Oops, I only did the first one. I set up a chdsk last night, I'll post the results when I get home.
However, I am thinking we might be going about this the wrong way. The system worked fine when I was running WHS2011 and only started freezing when I switched to Windows 7. I then formatted the drive and performed a clean install with the same results. Unless a hardware component recently failed I think it unlikely to be a hardware issue. Also, it runs indefinitely under safe mode. What ever is causing the problem is something that is loaded in a normal boot but not during a safe boot. It also must be a Microsoft issue or one of my drivers because nothing else has been installed.
How can I track down the offending software/driver? I think I am going to try and run Validate without excluding Microsoft items and see if I get anything. Aside from that, what do you propose?
I'm not sure why you would think it isn't hardware if you said that formatting and reinstalling an OS didn't resolve the issue (unless I'm reading it incorrectly). The fact that it runs fine in safe mode doesn't really negate the possibility of it being hardware. Safe mode will limit the amount of hardware being used, and there may be hardware safe mode is not using that would trigger the freezes, or safe mode may not present conditions that would cause your hardware to bug out.
As for Driver Verifier, you want to make sure
not to select Microsoft drivers. I personally have done so to test it out and it will either slow down your PC to a crawl or lock it up or cause other unusual behavior. Unless you're sure the drivers selected are from Microsoft and are
not part of Windows (like they're part of Microsoft Security Essentials) then you'll want to keep away from selecting them.
The problem with freezes is that it's very difficult to ascertain cause because there's no data generated on the situation. If Driver Verifier is not triggering, then often one is reduced to brute force tactics like process of elimination to try and isolate cause. The only other exception is live kernel debugging, but I highly doubt you have the resources to perform that.
The only other data I can see that can help is a
Process Monitor log. Though this log can get big, fast, so you'll want to start it up and then try to perform some action you know will cause the freeze. The more logs the merrier (to determine patterns). Note in order for this to work during freezing, you'll have to go to
File then
Backing Files and change the backing file from virtual memory (paging file) to a static file that you define. That way all the data will be stored on that file and will not be lost at restart. Do that for a number of crashes, then zip them up and upload to a 3rd-party filesharing site.
Now, as for process of elimination, if you still believe this to be software, you can use
Autoruns and start turning off services, startup junk, drivers, etc., until you manage to narrow it down to a specific one.

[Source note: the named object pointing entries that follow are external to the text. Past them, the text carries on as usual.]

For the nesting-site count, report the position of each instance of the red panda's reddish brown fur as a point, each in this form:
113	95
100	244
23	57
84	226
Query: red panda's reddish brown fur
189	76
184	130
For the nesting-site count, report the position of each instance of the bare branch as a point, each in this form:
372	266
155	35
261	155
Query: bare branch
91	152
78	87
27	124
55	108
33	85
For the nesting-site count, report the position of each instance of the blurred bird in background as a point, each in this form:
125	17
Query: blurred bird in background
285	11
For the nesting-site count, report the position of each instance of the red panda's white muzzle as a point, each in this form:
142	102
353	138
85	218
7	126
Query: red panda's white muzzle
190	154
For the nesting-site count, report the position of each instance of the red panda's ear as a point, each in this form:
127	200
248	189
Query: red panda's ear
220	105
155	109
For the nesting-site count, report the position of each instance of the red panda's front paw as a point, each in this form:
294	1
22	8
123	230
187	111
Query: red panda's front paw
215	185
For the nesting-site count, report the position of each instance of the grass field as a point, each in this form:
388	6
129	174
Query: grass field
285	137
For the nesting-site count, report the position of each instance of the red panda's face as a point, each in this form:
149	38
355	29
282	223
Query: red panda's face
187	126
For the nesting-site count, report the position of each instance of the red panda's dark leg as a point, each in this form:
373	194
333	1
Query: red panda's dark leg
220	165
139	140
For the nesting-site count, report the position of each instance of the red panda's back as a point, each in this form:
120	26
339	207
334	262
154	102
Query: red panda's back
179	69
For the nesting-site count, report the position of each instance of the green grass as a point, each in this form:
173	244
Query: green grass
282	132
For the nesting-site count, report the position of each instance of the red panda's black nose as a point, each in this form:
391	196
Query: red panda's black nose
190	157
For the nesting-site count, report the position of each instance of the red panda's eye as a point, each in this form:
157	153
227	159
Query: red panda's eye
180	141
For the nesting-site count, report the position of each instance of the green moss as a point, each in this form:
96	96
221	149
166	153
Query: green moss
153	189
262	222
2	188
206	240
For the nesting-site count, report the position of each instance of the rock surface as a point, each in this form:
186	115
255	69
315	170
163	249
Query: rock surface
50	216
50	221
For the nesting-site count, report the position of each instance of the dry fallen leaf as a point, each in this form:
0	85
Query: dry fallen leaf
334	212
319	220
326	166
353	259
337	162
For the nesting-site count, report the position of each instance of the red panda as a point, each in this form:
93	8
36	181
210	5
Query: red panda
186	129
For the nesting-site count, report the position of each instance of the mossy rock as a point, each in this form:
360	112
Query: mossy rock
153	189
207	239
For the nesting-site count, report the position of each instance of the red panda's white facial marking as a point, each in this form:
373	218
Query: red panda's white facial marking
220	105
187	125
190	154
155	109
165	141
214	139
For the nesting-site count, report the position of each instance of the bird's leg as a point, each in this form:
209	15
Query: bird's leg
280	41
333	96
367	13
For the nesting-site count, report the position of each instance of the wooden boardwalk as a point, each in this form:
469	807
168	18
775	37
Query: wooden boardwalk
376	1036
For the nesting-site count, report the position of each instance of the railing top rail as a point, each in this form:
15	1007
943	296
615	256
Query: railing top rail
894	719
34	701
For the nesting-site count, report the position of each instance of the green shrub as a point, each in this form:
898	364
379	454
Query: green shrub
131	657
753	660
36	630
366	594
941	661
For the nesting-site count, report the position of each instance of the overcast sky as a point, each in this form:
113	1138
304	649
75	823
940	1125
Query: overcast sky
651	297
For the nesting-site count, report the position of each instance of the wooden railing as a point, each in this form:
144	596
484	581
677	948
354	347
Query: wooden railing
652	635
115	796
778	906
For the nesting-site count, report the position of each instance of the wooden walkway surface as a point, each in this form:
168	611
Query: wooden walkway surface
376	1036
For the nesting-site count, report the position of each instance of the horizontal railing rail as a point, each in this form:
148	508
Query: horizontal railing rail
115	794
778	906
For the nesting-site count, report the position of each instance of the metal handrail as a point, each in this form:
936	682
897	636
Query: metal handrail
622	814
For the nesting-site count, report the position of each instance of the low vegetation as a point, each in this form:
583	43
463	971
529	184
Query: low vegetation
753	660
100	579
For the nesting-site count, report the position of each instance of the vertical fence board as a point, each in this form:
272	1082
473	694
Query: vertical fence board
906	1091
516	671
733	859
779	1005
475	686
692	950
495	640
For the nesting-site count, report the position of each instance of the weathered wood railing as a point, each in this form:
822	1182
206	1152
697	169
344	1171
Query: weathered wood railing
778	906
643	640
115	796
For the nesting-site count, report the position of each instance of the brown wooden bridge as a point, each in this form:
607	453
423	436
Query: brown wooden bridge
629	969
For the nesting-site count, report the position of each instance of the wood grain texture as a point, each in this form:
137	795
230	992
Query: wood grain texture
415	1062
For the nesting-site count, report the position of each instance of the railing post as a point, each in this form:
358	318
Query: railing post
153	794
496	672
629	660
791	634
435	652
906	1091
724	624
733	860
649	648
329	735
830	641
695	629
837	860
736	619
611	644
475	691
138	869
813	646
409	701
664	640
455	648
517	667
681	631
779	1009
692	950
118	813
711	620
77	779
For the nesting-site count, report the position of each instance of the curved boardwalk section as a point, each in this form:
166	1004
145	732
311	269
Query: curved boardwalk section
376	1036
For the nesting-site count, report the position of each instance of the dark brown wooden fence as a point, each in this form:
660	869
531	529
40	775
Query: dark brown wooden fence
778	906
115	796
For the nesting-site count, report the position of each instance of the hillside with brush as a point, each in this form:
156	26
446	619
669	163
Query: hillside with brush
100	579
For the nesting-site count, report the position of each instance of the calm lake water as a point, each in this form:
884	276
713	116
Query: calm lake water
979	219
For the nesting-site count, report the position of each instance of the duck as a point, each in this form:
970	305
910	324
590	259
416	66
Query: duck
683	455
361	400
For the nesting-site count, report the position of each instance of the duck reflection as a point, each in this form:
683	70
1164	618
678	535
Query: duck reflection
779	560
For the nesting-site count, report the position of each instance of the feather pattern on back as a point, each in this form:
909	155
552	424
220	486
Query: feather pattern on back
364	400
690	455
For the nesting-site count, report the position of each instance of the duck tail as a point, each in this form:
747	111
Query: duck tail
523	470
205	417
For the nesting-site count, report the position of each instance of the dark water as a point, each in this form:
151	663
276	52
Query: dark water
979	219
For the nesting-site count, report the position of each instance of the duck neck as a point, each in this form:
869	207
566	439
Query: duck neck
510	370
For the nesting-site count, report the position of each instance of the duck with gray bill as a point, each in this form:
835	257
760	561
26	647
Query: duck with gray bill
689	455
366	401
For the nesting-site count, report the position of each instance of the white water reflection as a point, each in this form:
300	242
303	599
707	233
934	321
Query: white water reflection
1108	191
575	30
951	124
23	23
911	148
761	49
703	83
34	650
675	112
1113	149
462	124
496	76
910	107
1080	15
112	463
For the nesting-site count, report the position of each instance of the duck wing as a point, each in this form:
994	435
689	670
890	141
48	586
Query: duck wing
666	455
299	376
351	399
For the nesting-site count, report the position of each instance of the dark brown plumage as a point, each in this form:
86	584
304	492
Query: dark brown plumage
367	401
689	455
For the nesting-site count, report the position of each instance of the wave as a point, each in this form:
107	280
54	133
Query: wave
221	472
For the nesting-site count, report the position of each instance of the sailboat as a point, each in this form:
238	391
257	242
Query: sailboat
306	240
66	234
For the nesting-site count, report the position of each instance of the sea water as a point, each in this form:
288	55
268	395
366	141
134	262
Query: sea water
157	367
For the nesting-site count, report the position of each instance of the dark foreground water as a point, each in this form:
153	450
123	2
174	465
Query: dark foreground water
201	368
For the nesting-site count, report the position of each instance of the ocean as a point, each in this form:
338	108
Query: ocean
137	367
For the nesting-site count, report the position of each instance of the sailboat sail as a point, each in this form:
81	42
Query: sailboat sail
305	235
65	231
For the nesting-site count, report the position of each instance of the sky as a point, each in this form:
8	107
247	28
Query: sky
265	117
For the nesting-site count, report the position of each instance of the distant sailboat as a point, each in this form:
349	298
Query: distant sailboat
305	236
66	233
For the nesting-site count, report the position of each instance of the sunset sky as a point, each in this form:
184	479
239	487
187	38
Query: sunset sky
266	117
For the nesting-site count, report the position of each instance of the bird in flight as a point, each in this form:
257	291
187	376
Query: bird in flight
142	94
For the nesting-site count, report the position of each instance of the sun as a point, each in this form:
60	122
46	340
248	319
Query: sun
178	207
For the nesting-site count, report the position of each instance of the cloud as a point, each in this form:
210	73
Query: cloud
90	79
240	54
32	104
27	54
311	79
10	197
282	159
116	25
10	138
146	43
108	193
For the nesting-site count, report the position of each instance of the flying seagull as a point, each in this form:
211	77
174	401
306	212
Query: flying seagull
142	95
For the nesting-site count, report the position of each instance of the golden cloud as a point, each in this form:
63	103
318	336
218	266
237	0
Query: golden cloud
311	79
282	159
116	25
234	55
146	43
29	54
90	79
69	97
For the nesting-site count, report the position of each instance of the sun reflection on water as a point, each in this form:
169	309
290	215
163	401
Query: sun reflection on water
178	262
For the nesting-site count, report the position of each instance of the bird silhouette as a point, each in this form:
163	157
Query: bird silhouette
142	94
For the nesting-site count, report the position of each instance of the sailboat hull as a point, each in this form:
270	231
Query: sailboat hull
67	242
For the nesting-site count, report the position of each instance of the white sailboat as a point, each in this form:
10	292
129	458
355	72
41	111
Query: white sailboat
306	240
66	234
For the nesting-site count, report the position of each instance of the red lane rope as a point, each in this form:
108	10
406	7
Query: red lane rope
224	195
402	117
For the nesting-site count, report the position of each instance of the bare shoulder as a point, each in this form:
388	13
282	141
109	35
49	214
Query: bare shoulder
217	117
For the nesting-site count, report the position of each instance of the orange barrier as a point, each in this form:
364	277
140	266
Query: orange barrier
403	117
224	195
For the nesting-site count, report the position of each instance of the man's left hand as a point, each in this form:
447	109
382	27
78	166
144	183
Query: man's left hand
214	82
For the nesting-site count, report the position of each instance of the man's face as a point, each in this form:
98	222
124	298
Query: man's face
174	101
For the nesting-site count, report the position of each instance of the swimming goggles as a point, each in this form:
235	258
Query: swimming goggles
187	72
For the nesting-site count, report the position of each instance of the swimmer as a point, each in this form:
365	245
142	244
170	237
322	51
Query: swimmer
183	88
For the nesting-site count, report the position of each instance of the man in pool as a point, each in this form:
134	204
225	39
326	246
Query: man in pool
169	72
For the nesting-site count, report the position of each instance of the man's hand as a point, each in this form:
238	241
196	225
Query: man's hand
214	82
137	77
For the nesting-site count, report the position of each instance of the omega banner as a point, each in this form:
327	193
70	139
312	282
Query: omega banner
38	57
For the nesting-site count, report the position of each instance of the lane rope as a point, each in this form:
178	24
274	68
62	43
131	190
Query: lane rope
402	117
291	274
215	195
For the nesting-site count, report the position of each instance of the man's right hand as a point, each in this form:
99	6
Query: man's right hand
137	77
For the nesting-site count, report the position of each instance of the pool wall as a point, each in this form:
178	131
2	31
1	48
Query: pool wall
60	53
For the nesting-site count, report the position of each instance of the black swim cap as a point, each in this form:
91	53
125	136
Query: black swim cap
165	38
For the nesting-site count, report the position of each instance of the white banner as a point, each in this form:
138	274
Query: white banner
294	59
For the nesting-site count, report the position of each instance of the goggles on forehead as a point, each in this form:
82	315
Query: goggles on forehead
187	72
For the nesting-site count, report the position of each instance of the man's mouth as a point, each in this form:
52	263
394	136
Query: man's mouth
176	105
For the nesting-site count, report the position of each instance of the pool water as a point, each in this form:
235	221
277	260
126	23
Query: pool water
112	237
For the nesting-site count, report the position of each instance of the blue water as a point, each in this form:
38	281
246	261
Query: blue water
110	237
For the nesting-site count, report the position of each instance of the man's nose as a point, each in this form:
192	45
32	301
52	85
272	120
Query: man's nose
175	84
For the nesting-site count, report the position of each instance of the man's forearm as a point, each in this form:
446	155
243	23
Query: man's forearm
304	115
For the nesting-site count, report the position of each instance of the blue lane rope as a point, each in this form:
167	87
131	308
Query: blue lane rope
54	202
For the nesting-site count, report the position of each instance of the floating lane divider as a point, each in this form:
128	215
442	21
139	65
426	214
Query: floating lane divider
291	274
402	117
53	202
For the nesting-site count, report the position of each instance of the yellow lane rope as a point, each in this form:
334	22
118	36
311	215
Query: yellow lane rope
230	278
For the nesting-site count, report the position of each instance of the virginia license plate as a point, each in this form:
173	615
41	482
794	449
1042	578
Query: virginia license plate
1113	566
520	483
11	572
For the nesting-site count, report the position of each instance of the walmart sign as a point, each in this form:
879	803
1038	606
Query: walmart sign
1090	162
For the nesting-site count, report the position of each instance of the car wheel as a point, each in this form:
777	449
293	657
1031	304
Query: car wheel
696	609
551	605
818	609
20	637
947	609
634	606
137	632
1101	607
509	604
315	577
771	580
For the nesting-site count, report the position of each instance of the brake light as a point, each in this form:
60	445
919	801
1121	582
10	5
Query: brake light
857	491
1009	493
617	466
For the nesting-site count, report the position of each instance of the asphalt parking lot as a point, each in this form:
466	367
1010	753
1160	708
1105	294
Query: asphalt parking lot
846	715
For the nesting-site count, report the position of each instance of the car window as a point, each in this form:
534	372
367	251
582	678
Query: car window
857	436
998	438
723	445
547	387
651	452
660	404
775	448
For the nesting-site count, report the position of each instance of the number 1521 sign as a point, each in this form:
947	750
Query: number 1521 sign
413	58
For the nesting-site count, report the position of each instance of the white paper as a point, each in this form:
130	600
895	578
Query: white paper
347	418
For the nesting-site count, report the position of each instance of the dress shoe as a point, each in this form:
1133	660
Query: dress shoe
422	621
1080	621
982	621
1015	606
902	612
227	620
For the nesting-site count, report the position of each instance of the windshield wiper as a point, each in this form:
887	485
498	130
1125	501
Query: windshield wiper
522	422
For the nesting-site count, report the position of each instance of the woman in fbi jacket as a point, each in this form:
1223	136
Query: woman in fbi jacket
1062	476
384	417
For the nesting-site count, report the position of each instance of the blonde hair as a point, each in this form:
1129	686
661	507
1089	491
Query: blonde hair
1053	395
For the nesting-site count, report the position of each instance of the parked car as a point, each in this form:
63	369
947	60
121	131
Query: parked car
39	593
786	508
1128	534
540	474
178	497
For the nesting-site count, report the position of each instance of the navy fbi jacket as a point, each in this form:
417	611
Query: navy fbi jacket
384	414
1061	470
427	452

Your best method for this is to uncheck (never delete!) groups of related drivers/services/etc. (like everything pertaining to a specific application, or anything related to your network card). Unless you can find a pattern in the freezes and what you suspect may be causing them, your best bet is to start from the bottom (uncheck a LOT of items aside from necessary ones) and work up by turning on some, then testing, then turning on more, then testing, etc. If you want a quick way to do this, go to start menu then type
msconfig and then select either Diagnostic startup or Selective startup, then restart the PC. Then you can open Autoruns and see that much of the stuff has already been unchecked.
As you can kinda realize, this all probably won't work because diagnostic startup reduces startup to the most barebones startup possible, a little above safe mode. If you said diagnostic startup freezes up, then no amount of selecting items in Autoruns is going to fix this, unless you happen to go in after turning on diagnostic startup and use Auturuns to uncheck any drivers that have not been unchecked.
One thing I'm curious about, you said safe mode works. Does safe mode with networking also work? Does the networking in safe mode actually function properly (There may be problems with wifi in safe mode)?
Anyways, as for brute force tactics for hardware, it means performing a battery of hardware tests and removing hardware or swapping with replacements you know are reliable and seeing if that's the trick. I'll include a copypasta of a bunch of hardware tests you can use (I know you already ran like 2 of em) as well as how to generate a temp/voltage log for us to check. Basically they're additional (or the same) as what
writhzeden already mentioned previously. It's best to do anything you haven't already done that's been stated below or from
writhzeden.
RAM:
Memtest86+ - 7+ passes
CPU:
Prime95 - Torture Test; Large FFTs; overnight (9+ hours)
GPU:
MemtestG80/CL - Run twice (if any of the tests work on your GPU; ATI cards will need to install the
ATI APP SDK as it requires OpenCL)
Drives:
Seatools - All basic tests aside from the
Fix all or the advanced ones.
All of these (excluding MemtestG80/CL) are included in the
UBCD if you prefer a Live CD environment (which is the best environment to test hardware on). Note that Prime95 currently does not work on the UBCD. Also, please provide us temps/voltages using
HWInfo with
Sensors only option checked. Log two 30-minute instances: one for idle, and one for high load.